Role of Other Serine-Proteases in AF: Mast Cell Chymase, Dipeptidyl-Peptidase-4 and Prostate-Specific Antigen Kallikrein

We previously highlighted the possible role of mast cell proliferation in the onset and progression of AF. Interestingly, mast cells are the main cell type expressing chymase (Urata, 1993), a serine protease stored in mast cell granules, which acts on several targets that are relevant for atrial function and dysfunction. In particular, chymase can locally convert angiotensin-I to the active mediator angiotensin-II (Ang II), which notably promotes inflammation and fibrosis (see above). The presence of chymase in the heart can therefore limit the efficacy of ACE inhibitors (Wei, 2010). Indeed, in atrial samples from patients with AF who underwent surgery, it was observed that chymase mediated the formation of Ang II from angiotensin-(1-12) (Ahmad, 2011). It remains to be established whether mast cell chymase can directly activate PAR receptors in cardiac tissue. The experimental chymase inhibitor SUNC8257 partially prevented ventricular remodeling in an animal model of tachycardia-induced heart failure, leading to reduction of diastolic dysfunction and atrial dilatation (Matsumoto, 2003). In a model of cardiac infarction, chymase inhibition prevented myocyte apoptosis and fibroblast migration/differentiation (Hooshdaran, 2017).
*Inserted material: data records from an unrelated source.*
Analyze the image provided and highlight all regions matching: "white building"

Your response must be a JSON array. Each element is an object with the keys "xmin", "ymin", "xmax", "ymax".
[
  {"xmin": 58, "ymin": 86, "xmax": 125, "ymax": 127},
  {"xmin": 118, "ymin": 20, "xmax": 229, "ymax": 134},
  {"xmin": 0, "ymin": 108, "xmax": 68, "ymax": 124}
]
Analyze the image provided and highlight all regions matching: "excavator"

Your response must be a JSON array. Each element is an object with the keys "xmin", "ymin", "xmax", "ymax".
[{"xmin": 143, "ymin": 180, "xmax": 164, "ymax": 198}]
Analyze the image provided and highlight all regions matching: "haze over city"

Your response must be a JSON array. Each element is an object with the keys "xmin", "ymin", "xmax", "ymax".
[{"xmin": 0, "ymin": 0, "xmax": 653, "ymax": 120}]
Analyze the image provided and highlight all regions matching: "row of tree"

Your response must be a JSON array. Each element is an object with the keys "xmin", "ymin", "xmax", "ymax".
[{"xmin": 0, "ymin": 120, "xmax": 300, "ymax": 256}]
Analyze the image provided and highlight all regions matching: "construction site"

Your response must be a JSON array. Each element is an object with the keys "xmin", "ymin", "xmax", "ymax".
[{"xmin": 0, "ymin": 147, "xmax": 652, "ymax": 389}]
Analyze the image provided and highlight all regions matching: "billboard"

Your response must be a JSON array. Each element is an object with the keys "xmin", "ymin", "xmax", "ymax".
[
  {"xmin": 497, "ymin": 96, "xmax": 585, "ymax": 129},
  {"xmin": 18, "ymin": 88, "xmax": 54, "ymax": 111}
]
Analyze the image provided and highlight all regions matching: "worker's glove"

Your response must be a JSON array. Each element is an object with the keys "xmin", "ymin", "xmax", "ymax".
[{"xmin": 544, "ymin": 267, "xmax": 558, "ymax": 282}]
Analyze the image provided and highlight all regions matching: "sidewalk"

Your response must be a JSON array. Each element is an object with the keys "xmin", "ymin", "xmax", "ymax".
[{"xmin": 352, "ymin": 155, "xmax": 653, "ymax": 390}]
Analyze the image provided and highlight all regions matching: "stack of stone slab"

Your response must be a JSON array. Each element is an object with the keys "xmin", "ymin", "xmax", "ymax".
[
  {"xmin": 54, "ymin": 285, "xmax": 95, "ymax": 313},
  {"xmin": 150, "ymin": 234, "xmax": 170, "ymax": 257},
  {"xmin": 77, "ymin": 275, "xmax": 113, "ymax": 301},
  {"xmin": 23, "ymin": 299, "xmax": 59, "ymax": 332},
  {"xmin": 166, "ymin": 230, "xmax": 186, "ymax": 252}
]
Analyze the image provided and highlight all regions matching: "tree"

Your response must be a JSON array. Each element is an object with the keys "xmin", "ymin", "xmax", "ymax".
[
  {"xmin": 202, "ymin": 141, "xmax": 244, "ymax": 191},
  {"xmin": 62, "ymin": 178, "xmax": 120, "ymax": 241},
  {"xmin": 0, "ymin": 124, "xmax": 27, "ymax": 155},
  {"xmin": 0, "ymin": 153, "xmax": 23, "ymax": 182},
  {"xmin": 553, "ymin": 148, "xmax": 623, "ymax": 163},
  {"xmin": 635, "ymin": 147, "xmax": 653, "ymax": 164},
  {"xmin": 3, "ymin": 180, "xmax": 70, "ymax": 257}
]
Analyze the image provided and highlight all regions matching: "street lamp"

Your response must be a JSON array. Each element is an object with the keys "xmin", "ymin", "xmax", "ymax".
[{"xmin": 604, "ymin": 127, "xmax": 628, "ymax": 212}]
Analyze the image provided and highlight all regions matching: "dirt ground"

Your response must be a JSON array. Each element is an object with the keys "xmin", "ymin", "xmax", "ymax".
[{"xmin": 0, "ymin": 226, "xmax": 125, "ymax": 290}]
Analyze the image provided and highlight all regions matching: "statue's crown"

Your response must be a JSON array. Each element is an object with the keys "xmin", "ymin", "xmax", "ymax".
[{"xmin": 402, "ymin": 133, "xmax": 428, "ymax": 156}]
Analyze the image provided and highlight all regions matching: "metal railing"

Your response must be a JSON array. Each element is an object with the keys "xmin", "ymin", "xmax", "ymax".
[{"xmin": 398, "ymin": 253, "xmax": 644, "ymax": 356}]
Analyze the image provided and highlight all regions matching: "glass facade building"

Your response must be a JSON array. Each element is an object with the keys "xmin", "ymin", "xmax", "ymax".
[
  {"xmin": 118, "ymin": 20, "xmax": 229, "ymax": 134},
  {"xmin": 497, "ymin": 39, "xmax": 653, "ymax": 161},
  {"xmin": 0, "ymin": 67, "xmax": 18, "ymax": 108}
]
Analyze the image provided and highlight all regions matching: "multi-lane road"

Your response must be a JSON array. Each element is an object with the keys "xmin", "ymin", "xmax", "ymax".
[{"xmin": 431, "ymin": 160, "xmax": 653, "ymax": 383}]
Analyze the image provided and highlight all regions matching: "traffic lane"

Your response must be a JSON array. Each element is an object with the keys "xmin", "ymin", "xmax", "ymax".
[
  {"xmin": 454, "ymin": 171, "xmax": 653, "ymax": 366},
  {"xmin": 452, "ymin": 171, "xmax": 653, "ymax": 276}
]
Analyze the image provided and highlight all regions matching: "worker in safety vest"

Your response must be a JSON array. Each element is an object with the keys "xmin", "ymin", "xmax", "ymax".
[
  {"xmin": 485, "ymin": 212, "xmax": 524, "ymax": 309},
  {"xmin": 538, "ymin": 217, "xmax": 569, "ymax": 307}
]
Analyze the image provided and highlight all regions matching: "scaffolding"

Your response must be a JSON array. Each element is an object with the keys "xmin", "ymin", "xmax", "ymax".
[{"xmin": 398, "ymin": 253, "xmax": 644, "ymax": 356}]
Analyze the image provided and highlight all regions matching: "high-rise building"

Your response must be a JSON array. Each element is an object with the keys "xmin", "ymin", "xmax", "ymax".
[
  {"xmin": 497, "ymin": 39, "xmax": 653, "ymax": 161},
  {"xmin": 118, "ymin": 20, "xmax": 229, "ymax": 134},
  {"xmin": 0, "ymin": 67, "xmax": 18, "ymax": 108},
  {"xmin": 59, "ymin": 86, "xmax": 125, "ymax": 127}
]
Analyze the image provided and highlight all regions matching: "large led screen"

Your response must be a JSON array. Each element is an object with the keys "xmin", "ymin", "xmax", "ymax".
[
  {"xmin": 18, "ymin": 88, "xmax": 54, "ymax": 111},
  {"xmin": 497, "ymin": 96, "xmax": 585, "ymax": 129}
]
In different animal models of myocardial infarction, treatment with specific inhibitors of mast-cell chymase, including TEI-E548, BCEAB, and others, led to reduction of hypertrophy, improvement of diastolic function, reduced arrhythmias, and prolonged survival (Jin, 2002).

Whether chymase inhibition represents a feasible strategy to prevent atrial remodeling in the pathogenesis of AF remains to be investigated.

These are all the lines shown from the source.